Warmer air creates a less stable water system.
- Devika Bakshi
Imagine it’s autumn 2022. The earth has warmed by 1.2°C since the preindustrial era. Our planet’s water system—the network that connects rivers, lakes, and oceans as well as glaciers, soil, air, and all living things—is changing. Rising temperatures make this system more volatile.
If we think of the planet as a human body, increasing global temperatures are like a rise in our internal temperature: At 37°C (98.6°F), we are comfortable and able to thrive, but a sustained increase of even one or two degrees can be harmful. The planet’s water cycle is like our circulatory system—an intricate network carrying a steady supply of a crucial substance that sustains all forms of life, including our own. Disruptions in this network can pose grave danger.

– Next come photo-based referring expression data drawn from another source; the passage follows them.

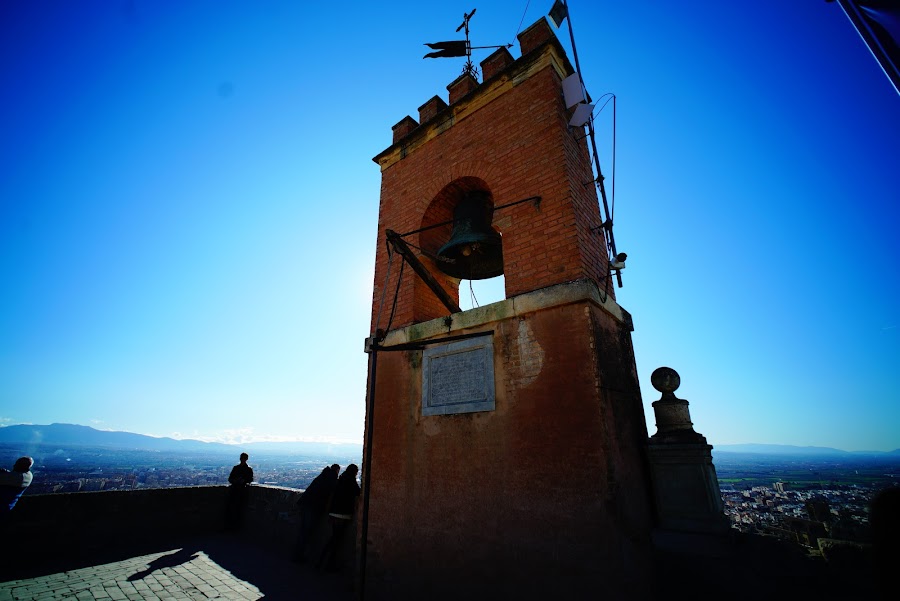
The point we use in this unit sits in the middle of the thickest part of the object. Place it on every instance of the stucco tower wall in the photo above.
(545, 496)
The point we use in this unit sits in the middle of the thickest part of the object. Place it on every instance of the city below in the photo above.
(798, 494)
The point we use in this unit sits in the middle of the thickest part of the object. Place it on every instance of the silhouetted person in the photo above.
(13, 484)
(313, 503)
(340, 514)
(240, 478)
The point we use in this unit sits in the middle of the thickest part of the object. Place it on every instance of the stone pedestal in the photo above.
(685, 486)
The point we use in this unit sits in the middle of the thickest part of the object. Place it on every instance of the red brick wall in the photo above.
(546, 497)
(518, 145)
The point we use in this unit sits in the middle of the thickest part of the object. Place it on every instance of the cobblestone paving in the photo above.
(176, 575)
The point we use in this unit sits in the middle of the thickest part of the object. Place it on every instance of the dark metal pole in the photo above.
(367, 468)
(612, 239)
(422, 271)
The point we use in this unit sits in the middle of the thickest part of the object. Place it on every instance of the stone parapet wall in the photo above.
(88, 522)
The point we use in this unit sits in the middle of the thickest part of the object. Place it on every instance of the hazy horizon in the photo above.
(189, 209)
(360, 442)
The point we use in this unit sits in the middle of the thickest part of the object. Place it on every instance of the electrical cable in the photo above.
(396, 296)
(384, 287)
(523, 18)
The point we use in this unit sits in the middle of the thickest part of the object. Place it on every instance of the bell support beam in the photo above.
(403, 249)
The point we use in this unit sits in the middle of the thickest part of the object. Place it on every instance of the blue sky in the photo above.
(188, 208)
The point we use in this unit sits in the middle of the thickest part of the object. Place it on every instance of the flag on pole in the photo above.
(447, 49)
(878, 23)
(559, 12)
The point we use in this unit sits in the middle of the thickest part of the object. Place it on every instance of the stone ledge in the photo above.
(530, 302)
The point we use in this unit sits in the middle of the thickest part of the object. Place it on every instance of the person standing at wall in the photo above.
(240, 478)
(340, 514)
(312, 504)
(13, 484)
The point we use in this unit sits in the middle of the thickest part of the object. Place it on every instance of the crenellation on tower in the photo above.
(537, 34)
(495, 63)
(461, 87)
(430, 109)
(404, 127)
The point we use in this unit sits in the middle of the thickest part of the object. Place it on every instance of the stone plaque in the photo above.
(458, 377)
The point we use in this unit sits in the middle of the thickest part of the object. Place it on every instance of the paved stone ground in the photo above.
(211, 568)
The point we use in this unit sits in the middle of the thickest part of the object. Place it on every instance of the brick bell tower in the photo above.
(505, 445)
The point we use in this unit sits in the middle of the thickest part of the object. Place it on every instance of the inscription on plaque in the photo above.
(458, 377)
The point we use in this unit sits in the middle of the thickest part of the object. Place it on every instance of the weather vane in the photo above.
(460, 47)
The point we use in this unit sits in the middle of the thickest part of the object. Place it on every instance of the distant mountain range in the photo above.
(794, 451)
(71, 434)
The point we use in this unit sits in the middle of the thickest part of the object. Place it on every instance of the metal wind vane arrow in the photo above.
(455, 48)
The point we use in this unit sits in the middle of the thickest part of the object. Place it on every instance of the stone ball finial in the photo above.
(666, 380)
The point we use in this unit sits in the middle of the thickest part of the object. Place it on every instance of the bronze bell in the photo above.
(475, 249)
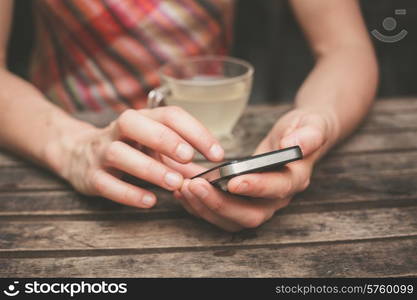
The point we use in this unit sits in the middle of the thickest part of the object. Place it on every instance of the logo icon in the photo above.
(390, 24)
(11, 289)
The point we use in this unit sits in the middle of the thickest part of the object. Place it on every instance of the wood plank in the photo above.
(374, 258)
(189, 232)
(330, 192)
(388, 115)
(395, 105)
(33, 178)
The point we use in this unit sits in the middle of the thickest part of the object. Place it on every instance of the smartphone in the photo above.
(221, 174)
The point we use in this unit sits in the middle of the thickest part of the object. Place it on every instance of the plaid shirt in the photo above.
(106, 53)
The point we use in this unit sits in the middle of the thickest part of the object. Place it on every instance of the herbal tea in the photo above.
(216, 102)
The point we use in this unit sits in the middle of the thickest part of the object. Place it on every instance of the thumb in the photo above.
(309, 139)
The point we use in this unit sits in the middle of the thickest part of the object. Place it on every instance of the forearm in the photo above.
(29, 123)
(342, 85)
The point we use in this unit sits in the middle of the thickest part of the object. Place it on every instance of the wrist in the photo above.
(63, 142)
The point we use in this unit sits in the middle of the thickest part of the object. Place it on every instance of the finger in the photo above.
(185, 204)
(189, 128)
(238, 210)
(308, 138)
(281, 184)
(154, 135)
(122, 192)
(204, 212)
(127, 159)
(187, 170)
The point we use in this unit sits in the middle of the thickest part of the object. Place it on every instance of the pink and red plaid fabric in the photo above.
(99, 53)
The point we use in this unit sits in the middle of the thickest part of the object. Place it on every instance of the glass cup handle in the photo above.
(157, 96)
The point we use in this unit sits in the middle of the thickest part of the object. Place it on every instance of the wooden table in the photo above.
(358, 217)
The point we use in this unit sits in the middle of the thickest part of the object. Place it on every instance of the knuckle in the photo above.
(129, 195)
(172, 113)
(96, 182)
(124, 120)
(163, 137)
(286, 189)
(217, 205)
(254, 220)
(305, 184)
(232, 229)
(112, 152)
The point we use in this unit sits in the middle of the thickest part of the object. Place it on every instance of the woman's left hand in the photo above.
(254, 198)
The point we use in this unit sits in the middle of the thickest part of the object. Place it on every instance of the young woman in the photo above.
(92, 54)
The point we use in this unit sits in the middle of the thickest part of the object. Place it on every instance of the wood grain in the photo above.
(357, 218)
(189, 232)
(373, 258)
(389, 115)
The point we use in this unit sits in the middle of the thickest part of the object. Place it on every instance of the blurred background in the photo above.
(267, 35)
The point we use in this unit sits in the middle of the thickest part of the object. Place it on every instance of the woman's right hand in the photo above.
(136, 143)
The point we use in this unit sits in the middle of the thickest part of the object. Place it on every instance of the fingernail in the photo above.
(217, 151)
(148, 200)
(173, 180)
(184, 151)
(242, 187)
(200, 191)
(289, 141)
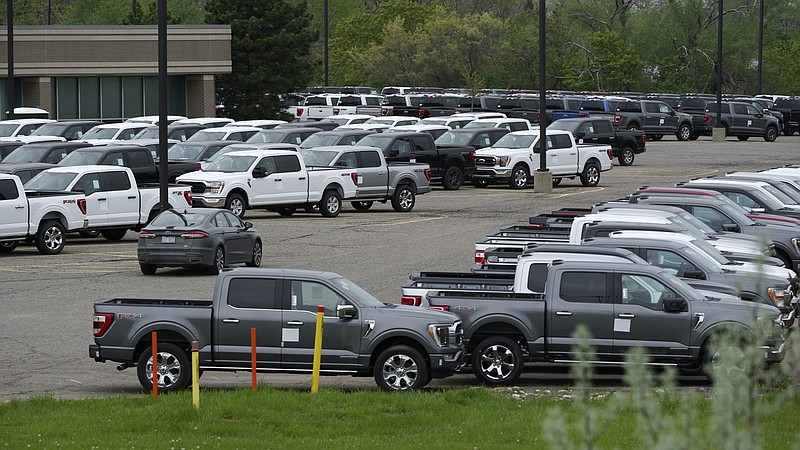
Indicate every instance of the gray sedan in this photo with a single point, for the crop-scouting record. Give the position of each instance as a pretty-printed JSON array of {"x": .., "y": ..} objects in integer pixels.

Clouds are made of droplets of water that each contain trillions of H2O molecules, yet are still light enough to stay suspended in air. Imagine an H2O molecule in the atmosphere joining a nearby droplet, making it just heavy enough to fall from the sky as a raindrop.
This drop splashes onto a road about four minutes after beginning its descent. The asphalt is not porous, and the water needs to go somewhere. The engineers who designed the road planned for rainy days, so the road is higher in the center and lower on the sides, allowing gravity to pull water toward the curb. Our molecule joins rushing water in the gutter and tumbles through a grate into a storm sewer.
Storm sewer
Engineers designed this storm sewer for a range of precipitation, but today it’s raining more heavily than the designs anticipated. Water has nearly filled the storm sewer, and the river it flows into is rising dangerously. If this heavy rain continues, the sewer will exceed its capacity, and subsequent rain will stay on the surface, following the contours of roads and valleys until it floods the low-lying parts of the city. For now, the system is working. Our molecule becomes part of the swiftly moving river, and within an hour, it is in the ocean.
When the ocean and atmosphere are warmer, water evaporates more readily. Warm air acts like a sponge—if water is available, the air pulls it from the earth’s surface, until it reaches a saturation point.Our molecule now spends less time in the warmer ocean before it separates from the swirl of other water molecules, evaporates back into the atmosphere, and is swept away by the wind.
Our molecule travels a long distance as vapor, carried by the winds and passing over a forest. Trees transpire water from their leaves and needles, which moistens and cools the air around them. Our molecule collides with recently transpired molecules, and they condense into a new water droplet in a cloud. Other molecules condense quickly, adding weight, and our molecule is once again in a falling raindrop, this one landing on the crown of a tree. The tree’s leaves and grooves in its bark channel water toward the trunk and down to the soil.
The Clausius-Clapeyron Relation
Over the following weeks, our molecule passes through many small organisms living in the soil before it’s absorbed by the tree’s roots. Tubes within the trunk pull it up to the branches and out to the leaves. The undersides of the leaves exhale oxygen and water vapor. Our molecule is airborne again.
Above the forest, our molecule is swept farther by the prevailing winds. After a few days, it joins other molecules in a group of clouds above a mountain range. Twenty years ago, at this time of year, snow would have been typical at this altitude. Our molecule would have connected with others in a crystalline pattern to form a snowflake where it would have stayed all winter.
In the spring or summer, snow would melt into liquid and make its way gradually down to the valley below, providing gentle, steady water supply for the village and farms. Because the air is warmer, however, our molecule’s droplet grows bigger and heavier. Eventually the atmospheric “sponge” reaches its maximum capacity, and our molecule falls in a deluge.
Local patterns of precipitation have been increasingly erratic as the atmosphere has warmed, and this valley has been in a drought for a couple of years. One might think the villagers would welcome the rain, but the soil isn’t ready for it, having become dry and hard, and much of the vegetation has withered—an increasingly bad match for heavy rainfall.
Each fat drop loosens more of the parched surface, and soon a mudslide is underway, tumbling and surging into the riverbed below. Our molecule becomes part of a turbulent slurry of topsoil, plants, and debris. The river banks widen, eroding parts of the landscape with the current.
Downstream is an artificial lake where engineers dammed the river to generate hydropower. The water is welcome, but the silt and debris in the water are not. They raise the lakebed, reducing the lake’s capacity, clogging the dam’s machinery, and threatening the local water supply in a way that gradual snowmelt in the past did not.
Our molecule squeezes through the dam’s turbines and flows toward the delta where the river meets the sea. Local people have cut channels to irrigate farmland in this region, and our molecule travels to a field. Rice is the main crop there, and farmers grow it by submerging the land in knee-deep water. Our molecule circulates in the field for a while, but instead of becoming part of a rice plant, the warm atmosphere quickly evaporates it.
Hydropower
This constant movement and change from liquid to vapor and back again is a dramatic, frenetic cycle for our molecule. Every bit of additional warming adds energy, volatility, and uncertainty to the entire water system, raising the risk that the stable patterns we’ve built our lives upon could disappear.